# qemu vs grsec [SOLVED]

## Caiman

Hello 

attempt to start qemu failed with /var/log/messages

Oct 24 21:45:19 dell2650 kernel: grsec: From 192.168.4.14: denied RWX mmap of <anonymous mapping> by /usr/bin/qemu-system-x86_64[qemu-system-x86:27758] uid/euid:1000/1000 gid/egid:100/100, parent /bin/bash[bash:27747] uid/euid:1000/1000 gid/egid:100/100

What changes on grsec should be done to allow qemu to start ?

 emerge --info

Portage 2.2.1 (hardened/linux/x86, gcc-4.7.3, glibc-2.15-r3, 3.11.2-hardened i686)

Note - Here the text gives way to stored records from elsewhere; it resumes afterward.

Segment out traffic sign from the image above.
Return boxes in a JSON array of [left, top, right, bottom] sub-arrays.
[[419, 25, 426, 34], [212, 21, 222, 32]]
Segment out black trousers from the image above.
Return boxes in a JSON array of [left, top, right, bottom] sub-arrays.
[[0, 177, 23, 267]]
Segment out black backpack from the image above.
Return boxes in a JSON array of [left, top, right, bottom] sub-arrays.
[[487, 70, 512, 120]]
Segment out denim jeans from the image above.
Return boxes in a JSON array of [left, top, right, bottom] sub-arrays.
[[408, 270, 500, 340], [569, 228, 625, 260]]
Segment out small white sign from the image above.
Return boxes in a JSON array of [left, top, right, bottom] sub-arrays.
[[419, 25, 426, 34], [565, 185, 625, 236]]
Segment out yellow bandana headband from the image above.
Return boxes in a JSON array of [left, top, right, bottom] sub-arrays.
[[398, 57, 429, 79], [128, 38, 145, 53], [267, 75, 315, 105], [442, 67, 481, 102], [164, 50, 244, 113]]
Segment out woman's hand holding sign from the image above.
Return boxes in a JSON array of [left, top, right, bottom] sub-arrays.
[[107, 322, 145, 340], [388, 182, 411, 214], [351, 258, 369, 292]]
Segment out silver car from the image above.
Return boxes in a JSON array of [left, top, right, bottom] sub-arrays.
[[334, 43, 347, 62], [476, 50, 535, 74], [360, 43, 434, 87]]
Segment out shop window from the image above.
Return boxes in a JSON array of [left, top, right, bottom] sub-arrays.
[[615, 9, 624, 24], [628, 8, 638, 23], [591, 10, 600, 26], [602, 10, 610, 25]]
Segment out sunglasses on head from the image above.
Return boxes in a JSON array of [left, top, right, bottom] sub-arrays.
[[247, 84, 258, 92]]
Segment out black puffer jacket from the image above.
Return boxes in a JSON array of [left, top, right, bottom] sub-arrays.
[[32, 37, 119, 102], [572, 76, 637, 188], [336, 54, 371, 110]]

=================================================================

System uname: Linux-3.11.2-hardened-i686-Intel-R-_Xeon-TM-_CPU_3.20GHz-with-gentoo-2.2

KiB Mem:     3113168 total,   1808312 free

KiB Swap:    6291452 total,   6291452 free

Timestamp of tree: Fri, 25 Oct 2013 00:15:01 +0000

ld GNU ld (GNU Binutils) 2.23.1

app-shells/bash:          4.2_p45

dev-lang/python:          2.7.5-r3, 3.2.5-r3

dev-util/cmake:           2.8.10.2-r2

dev-util/pkgconfig:       0.28

sys-apps/baselayout:      2.2

sys-apps/openrc:          0.11.8

sys-apps/sandbox:         2.6-r1

sys-devel/autoconf:       2.69

sys-devel/automake:       1.13.4

sys-devel/binutils:       2.23.1

sys-devel/gcc:            4.7.3-r1

sys-devel/gcc-config:     1.7.3

sys-devel/libtool:        2.4.2

sys-devel/make:           3.82-r4

sys-kernel/linux-headers: 3.9 (virtual/os-headers)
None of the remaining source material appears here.